The management tells me I'm more in compliance than most owners. I think this is because I'm not combative with them about it, though some requirements are a bit out there. Largely the township's rules, and the insurer, not blaming the HOA this time.

Happy day everyone, I learned some new online platform methods yesterday, always something new and fun to learn.
 



Monday, February 26, 2024

New item from Misfits I've added to my order, worth a try. Is anyone familiar with them?


It occurs to me that this is a helpful thought, after the discussion on Mary's blog today about abuse and surviving.

And this doesn't go wrong

I've been needing this with the current state of the world.

I did my Eight Pieces of Silk, what I could remember, while my kettle boiled today. I find it helps to do exercise in that kind of time frame, since I can't just do it without time boundaries, not my style.  I certainly can't keep up a lot of repetition as some practitioners do. But I do my thing. 

I was practicing in front of the kitchen window which overlooks the street, probably amusing local kids if they noticed.

Doctor today, still tracking bp. Hence this abbreviated post, need to leave the house when I normally take my time writing.

Happy day, everyone, breathe!




Sunday, February 25, 2024

Visible Darning and Punching With Angry Eyes

Yesterday more visible mending, the handspun and knitted house socks becoming more darn than sock. I always get out the darning egg, usually find it's too small and end up using my eyeglass case.


While I worked I watched a Ash YouTube weaving episode where they 3D printed their own heddle! To create a commissioned medieval reproduction piece. Ash is a hugely entertaining YouTuber, very much recommended. Makes costume for cosplay LARPS,  social commentary, an every-fiber-art expert, just worth following



and then on to Atomic Shrimp, here cooking items he's foraged. Another channel worth your time, endlessly interested in nature, foraging, cooking, creating items, with a nice little dog, Eva, who takes part in practically everything.
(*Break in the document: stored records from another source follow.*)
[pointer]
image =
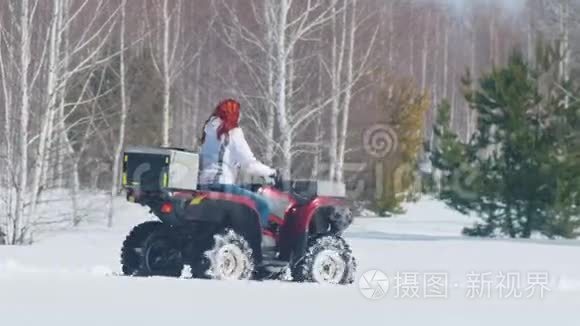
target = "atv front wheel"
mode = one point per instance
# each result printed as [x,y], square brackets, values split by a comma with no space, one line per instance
[328,260]
[149,250]
[230,258]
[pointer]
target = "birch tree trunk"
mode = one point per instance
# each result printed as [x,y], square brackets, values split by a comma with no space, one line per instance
[18,234]
[270,110]
[348,93]
[281,83]
[124,109]
[337,58]
[564,50]
[424,53]
[166,75]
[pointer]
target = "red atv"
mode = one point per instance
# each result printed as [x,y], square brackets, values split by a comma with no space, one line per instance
[205,230]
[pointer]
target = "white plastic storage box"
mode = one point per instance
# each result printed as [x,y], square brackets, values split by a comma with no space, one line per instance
[155,169]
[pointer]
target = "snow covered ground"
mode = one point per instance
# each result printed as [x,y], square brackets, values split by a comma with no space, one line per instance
[436,277]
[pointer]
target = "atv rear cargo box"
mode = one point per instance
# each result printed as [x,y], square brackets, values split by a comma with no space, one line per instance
[157,169]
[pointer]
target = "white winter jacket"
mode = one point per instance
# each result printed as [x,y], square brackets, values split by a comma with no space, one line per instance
[221,159]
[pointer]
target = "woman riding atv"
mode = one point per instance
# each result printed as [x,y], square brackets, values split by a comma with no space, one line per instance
[224,150]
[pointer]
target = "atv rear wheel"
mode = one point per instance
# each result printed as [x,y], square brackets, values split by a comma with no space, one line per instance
[328,260]
[149,250]
[230,258]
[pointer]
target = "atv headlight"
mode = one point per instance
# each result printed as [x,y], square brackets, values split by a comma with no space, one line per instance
[341,219]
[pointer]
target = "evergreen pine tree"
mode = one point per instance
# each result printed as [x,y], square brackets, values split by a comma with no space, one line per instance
[519,172]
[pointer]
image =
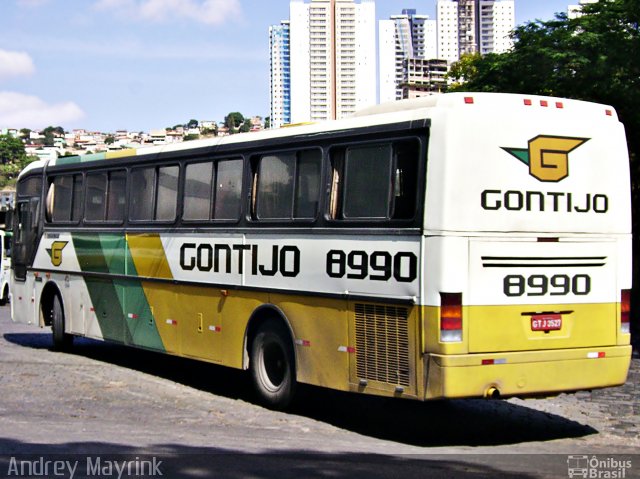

And a patient and encouraging wife.


and here's the completed socks ready for wearing again.


I revived my qi gong practice, Eight Pieces of Silk, eight exercises with names like Holding up Heaven with Both Hands, Pulling the Bow, and Punching With Angry Eyes. I like the punching one, great stress reducer for the solar plexus. And you can ki-yip  on that one, that sort of scream that gathers your strength, the kind weight lifters do. 

Happy day, everyone, enjoy screaming and punching if that's where you are today.






Saturday, February 24, 2024

Quiche and other chat

Yesterday the spinach quiche came to pass, in the cast iron pan, which I like because you start the dish on the stove top, bake it and you've used one pan, also cast iron is great for baking.


Here's the mixture, onions, fresh spinach, eggs and cheese


Coming out of the oven


And served with a handful of cilantro working as a green salad. Three more meals like this, because it heats up nicely.

That fortified me for the Friday knitting group, which was a quiet affair this week, no new work to show you. Conversation ranged over allergies, since mine have started, proving spring is springing, nuts, shellfish, Valentine's day cookies, covid precautions, heating in public buildings, septic systems, wells, flowering trees, absent members, and the Sock Ministry. 

Happy day, good weekend, everyone. 



Two years today since the Russian invasion of Ukraine. We really must pass the aid bill. Aside from the humanitarian urgency, it actually provides employment all over the US, where weapons and ammunition are manufactured. This is a point overlooked by people opposed to helping Ukraine. Aside from their fighting our proxy war against the ambition of P***n.